2. In tutti i casi di genocidio ad oggi riconosciuti dalla CPI (10 condanne individuali in Uganda, Darfur, Georgia, Afghanistan) le parti attive non avevano ricevuto nessun attacco da parte del gruppo soccombente, mentre la risposta israeliana è avvenuta dopo il pogrom del 7 Ottobre 2023, testimoniata da centinaia di filmati e immagini riprese dagli stessi festanti tagliagole (quello si un autentico Genocidio pianificato con cura).

3. Se vi fosse un intento reale di annientare il popolo palestinese, Israele potrebbe annichilire la popolazione palestinese, senza rischiare la vita dei propri soldati (1780 vittime e 3870 feriti).
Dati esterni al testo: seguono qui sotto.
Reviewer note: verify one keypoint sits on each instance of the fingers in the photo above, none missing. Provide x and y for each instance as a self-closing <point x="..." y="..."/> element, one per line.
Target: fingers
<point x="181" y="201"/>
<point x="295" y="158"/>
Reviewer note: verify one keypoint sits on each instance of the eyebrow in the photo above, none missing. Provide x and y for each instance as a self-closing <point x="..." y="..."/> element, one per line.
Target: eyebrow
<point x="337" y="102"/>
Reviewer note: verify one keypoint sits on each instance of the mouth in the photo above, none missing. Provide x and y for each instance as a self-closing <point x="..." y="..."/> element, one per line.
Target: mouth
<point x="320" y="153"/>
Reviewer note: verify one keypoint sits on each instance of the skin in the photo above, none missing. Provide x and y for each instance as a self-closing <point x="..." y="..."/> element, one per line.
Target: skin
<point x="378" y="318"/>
Viceversa, assicura corridoi umanitari e distribuzione di cibo agli sfollati, nonostante Hamas tenti di intercettare o bloccare gli aiuti per spingere all’esasperazione del conflitto, per ottenere il supporto delle opinioni pubbliche occidentali.

4. L’omogeneità dell’etnia da distruggere viene smentita clamorosamente, allorquando in Cisgiordania, governata dall’Autorità Nazionale Palestinese, si vive una situazione del tutto diversa, al punto che Il Presidente dell’ANP (Abu Mazen) insieme a tutta la Lega Araba ha condannato Hamas esortandola a consegnare le armi e a riconsegnare gli ostaggi a Israele.

5. Se vi fosse un intento genocida basato sulla razza o sulla religione, non si comprende come mai in Israele vivano in pace due milioni di arabi musulmani con cittadinanza israeliana, che effettuano il servizio militare, e che godono di diritti civili e politici. Alla Knesset, ci sono due partiti arabi con 10 rappresentanti su 120.

6. Il genocidio comporta una pianificazione su vasta scala, piano di rastrellamento, raccolta in campi e conferimento ai luoghi e alle risorse che provvederanno a eliminare l’etnia oggetto del Genocidio. Ovvero ció che é avvenuto con piani particolareggiati nella conferenza di Wannsee il 20 gennaio 1942, allorquando 12 esponenti del partito nazionalsocialista e 3 alti ufficiali delle SS misero nero su bianco la cosiddetta «soluzione finale della questione ebraica» (Endlösung der Judenfrage).